Scientists from the Terasaki Institute for Biomedical Innovation (TIBI) have developed a contact lens that can capture and detect exosomes, nanometer-sized vesicles found in bodily secretions that have the potential for being diagnostic cancer biomarkers.
The lens was designed with microchambers bound to antibodies that can capture exosomes found in tears. This antibody-conjugated signaling microchamber contact lens (ACSM-CL) can be stained for detection with nanoparticle-tagged specific antibodies for selective visualization. This offers a potential platform for cancer pre-screening and a supportive diagnostic tool that is easy, rapid, sensitive, cost-effective, and non-invasive.
Exosomes are formed within most cells and secreted into many bodily fluids, such as plasma, saliva, urine, and tears.

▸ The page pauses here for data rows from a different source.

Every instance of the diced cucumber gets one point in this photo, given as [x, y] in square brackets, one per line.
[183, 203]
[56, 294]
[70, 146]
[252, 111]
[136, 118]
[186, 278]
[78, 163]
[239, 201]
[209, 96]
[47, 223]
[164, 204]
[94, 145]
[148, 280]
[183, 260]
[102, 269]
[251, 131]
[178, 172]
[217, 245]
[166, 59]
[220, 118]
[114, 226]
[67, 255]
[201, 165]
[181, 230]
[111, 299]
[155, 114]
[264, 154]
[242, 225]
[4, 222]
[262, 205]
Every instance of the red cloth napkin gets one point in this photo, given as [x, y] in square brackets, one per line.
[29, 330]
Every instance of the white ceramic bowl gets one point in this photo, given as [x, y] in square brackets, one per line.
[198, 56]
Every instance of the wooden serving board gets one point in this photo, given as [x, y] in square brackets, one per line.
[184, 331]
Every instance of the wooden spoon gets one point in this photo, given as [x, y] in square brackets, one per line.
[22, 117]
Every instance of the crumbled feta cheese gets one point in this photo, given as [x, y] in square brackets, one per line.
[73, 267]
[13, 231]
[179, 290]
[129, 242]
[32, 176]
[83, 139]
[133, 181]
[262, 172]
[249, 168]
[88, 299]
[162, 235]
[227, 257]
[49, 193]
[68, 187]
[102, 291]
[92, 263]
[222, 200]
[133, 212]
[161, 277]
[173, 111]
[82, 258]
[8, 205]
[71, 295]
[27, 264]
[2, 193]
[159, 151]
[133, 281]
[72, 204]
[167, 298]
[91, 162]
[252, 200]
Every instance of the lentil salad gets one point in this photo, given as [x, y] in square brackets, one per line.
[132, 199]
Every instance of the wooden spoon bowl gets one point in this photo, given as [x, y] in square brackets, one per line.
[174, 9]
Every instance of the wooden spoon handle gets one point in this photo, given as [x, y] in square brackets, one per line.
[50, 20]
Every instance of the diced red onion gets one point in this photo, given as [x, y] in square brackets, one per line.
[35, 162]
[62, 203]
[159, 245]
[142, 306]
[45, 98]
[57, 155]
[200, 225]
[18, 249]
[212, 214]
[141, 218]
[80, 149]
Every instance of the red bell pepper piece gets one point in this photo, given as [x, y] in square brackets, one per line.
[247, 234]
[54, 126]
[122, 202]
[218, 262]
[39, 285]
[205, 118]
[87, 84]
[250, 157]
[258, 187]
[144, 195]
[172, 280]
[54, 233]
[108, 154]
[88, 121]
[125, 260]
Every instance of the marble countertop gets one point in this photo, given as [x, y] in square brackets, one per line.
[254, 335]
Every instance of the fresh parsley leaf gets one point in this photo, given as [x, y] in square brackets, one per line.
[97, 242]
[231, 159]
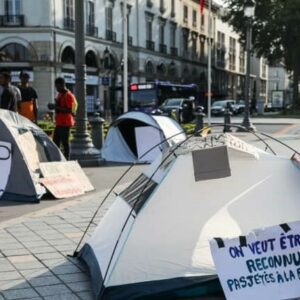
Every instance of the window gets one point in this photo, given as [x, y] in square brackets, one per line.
[185, 13]
[242, 60]
[232, 53]
[109, 18]
[69, 9]
[194, 18]
[162, 33]
[202, 21]
[173, 35]
[221, 49]
[12, 7]
[90, 13]
[172, 8]
[15, 52]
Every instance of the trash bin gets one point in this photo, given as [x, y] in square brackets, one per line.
[260, 107]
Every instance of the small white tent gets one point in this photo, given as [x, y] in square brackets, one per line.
[154, 240]
[132, 134]
[28, 146]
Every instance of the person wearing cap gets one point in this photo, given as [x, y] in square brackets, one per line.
[27, 107]
[8, 99]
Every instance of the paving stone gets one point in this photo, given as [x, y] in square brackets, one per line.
[86, 295]
[20, 294]
[14, 252]
[52, 290]
[29, 274]
[80, 286]
[68, 296]
[40, 243]
[14, 284]
[76, 277]
[28, 266]
[51, 255]
[62, 269]
[21, 258]
[37, 250]
[44, 280]
[10, 275]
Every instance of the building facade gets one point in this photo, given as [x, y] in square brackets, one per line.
[168, 40]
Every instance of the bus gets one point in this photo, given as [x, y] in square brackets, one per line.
[147, 97]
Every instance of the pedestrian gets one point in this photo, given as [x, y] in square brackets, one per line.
[64, 118]
[8, 99]
[27, 107]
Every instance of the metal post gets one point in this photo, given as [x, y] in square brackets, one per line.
[246, 122]
[125, 57]
[82, 148]
[209, 65]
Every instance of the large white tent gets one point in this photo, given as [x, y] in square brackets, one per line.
[154, 240]
[132, 134]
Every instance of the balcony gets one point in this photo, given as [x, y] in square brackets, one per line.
[12, 20]
[130, 41]
[69, 24]
[163, 48]
[174, 51]
[91, 30]
[111, 35]
[150, 45]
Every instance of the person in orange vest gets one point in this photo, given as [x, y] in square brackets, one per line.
[27, 107]
[64, 116]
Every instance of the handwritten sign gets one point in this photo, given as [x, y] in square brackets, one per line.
[62, 186]
[68, 168]
[262, 265]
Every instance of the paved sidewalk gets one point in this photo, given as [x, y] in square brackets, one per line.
[33, 252]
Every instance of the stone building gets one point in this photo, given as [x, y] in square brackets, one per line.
[167, 41]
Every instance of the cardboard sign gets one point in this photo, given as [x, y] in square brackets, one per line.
[67, 168]
[146, 138]
[262, 265]
[62, 186]
[5, 165]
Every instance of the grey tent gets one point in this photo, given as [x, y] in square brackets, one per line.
[29, 146]
[132, 134]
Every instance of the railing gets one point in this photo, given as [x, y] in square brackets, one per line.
[163, 48]
[12, 20]
[150, 45]
[91, 30]
[174, 51]
[69, 24]
[111, 35]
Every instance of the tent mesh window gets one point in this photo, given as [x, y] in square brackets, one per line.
[138, 192]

Once thought to be the dumping grounds for unwanted materials from their cells of origin, it is now known that exosomes can transport different biomolecules between cells. It has also been shown that there is a wealth of surface proteins on exosomes—some that are common to all exosomes and others that are increased in response to cancer, viral infections, or injury. In addition, exosomes derived from tumors can strongly influence tumor regulation, progression, and metastasis.
Because of these capabilities, there has been much interest in using exosomes for cancer diagnosis and prognosis/treatment prediction. However, this has been hampered by the difficulty in isolating exosomes in sufficient quantity and purity for this purpose. Current methods involve tedious and time-consuming ultracentrifuge and density gradients, lasting at least ten hours to complete. Further difficulties are posed in detection of the isolated exosomes; commonly used methods require expensive and space-consuming equipment.

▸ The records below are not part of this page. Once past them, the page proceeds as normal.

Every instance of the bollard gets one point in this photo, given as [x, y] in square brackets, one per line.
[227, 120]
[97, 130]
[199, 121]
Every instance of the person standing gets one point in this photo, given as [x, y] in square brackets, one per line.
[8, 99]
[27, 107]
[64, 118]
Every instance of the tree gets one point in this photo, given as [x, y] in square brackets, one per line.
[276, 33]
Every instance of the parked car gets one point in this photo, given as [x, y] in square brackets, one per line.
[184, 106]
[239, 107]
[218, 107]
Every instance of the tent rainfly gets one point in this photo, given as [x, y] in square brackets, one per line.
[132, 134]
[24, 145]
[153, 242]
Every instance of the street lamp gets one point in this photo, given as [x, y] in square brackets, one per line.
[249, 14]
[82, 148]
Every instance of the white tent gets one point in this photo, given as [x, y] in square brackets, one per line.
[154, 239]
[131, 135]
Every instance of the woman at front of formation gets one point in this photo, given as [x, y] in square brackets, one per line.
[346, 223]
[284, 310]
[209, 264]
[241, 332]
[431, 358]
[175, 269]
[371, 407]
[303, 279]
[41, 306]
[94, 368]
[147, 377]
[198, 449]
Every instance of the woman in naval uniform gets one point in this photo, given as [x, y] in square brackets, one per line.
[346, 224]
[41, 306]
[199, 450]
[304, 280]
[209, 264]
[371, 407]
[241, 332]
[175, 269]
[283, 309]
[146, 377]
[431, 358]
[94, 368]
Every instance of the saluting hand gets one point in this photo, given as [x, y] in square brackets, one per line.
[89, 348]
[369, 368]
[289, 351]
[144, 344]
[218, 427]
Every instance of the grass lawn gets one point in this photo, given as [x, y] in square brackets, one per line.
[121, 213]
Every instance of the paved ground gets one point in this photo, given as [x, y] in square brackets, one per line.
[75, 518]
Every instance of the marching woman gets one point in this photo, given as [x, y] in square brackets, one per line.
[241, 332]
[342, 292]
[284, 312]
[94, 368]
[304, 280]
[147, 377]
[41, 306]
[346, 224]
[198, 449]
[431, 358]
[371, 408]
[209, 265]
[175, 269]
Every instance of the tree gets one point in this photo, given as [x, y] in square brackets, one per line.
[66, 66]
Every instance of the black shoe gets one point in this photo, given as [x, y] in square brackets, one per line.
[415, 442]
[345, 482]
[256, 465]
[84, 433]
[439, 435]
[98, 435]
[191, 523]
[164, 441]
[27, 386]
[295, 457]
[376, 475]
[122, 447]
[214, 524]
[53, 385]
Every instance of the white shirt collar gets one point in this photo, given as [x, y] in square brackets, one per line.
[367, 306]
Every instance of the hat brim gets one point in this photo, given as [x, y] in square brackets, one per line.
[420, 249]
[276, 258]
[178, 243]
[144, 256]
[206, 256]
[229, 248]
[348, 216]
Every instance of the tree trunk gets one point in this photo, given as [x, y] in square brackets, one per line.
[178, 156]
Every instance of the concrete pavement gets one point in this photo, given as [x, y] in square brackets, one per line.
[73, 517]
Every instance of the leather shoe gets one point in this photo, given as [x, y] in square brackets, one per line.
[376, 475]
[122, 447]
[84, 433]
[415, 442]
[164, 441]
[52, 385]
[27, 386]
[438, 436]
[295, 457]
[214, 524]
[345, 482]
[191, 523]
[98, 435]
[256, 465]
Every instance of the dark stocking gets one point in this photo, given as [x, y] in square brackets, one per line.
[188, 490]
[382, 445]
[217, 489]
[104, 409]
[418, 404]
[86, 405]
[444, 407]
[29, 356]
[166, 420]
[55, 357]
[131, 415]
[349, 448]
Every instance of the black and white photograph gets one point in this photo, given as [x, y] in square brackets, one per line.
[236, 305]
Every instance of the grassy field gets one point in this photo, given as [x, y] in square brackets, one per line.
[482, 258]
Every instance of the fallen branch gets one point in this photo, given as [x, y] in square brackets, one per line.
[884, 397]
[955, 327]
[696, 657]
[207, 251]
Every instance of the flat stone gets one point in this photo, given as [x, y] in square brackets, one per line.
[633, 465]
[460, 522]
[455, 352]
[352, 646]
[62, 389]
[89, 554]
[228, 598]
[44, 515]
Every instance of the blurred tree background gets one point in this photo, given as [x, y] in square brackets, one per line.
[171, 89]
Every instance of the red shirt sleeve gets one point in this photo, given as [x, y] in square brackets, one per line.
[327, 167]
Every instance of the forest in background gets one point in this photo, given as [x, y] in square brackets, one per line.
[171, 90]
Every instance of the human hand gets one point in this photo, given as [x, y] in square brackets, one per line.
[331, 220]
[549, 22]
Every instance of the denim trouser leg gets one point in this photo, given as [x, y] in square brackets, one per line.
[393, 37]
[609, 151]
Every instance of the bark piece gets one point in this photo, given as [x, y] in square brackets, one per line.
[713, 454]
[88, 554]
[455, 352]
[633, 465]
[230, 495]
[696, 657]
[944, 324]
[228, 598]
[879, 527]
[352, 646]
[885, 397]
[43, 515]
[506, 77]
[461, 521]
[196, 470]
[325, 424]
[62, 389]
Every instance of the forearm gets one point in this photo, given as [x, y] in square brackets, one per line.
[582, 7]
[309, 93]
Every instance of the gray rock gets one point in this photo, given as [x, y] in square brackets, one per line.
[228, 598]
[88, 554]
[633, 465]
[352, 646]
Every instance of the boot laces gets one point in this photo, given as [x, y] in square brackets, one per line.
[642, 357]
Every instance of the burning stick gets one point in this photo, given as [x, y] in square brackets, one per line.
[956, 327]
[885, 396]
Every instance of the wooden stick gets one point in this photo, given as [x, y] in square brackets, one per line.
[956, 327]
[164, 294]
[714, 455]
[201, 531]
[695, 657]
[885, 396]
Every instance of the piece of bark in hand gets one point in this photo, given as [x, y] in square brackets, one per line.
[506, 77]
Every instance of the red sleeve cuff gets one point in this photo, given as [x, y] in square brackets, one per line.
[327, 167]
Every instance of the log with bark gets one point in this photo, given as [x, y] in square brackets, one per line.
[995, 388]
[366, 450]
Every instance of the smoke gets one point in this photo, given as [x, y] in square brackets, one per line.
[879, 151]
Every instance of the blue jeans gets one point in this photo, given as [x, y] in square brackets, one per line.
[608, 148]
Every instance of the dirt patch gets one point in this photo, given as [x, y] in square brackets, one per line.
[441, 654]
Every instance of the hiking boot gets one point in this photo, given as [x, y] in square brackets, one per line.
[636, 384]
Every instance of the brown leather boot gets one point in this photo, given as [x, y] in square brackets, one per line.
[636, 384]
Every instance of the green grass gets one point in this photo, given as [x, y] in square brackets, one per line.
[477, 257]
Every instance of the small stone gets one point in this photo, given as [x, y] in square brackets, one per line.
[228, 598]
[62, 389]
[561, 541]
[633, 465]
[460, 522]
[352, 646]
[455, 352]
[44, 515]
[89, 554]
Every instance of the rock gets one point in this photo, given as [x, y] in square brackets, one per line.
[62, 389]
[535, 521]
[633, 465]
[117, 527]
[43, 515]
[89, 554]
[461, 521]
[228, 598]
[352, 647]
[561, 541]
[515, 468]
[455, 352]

The TIBI team has leveraged their expertise in contact lens biosensor design and fabrication to eliminate the need for these isolation methods by devising their ACSM-CL for capturing exosomes from tears, an optimum and cleaner source of exosomes than blood, urine, and saliva.
They also facilitated and optimized the preparation of their ACSM-CL by the use of alternative approaches. When fabricating the microchambers for their lens, the team used a direct laser cutting and engraving approach rather than conventional cast molding for structural retention of both the chambers and the lens.
In addition, the team introduced a method that chemically modified the microchamber surfaces to activate them for antibody binding. This method was used in place of standard approaches, in which metallic or nanocarbon materials must be used in expensive clean-room settings.
The team then optimized procedures for binding a capture antibody to the ACSM-CL microchambers and a different (positive control) detection antibody onto gold nanoparticles that can be visualized spectroscopically. Both these antibodies are specific for two different surface markers found on all exosomes.
In an initial validation experiment, the ACSM-CL was tested against exosomes secreted into supernatants from ten different tissue and cancer cell lines. The ability to capture and detect exosomes was validated by the spectroscopic shifts observed in all the test samples, in comparison with the negative controls. Similar results were obtained when the ACSM-CL was tested against ten different tear samples collected from volunteers.
In final experiments, exosomes in supernatants collected from three different cell lines with different surface marker expressions were tested against the ACSM-CL, along with different combinations of marker-specific detection antibodies. The resultant patterns of detection and non-detection of exosomes from the three different cell lines were as expected, thus validating the ACSM-CL’s ability to accurately capture and detect exosomes with different surface markers.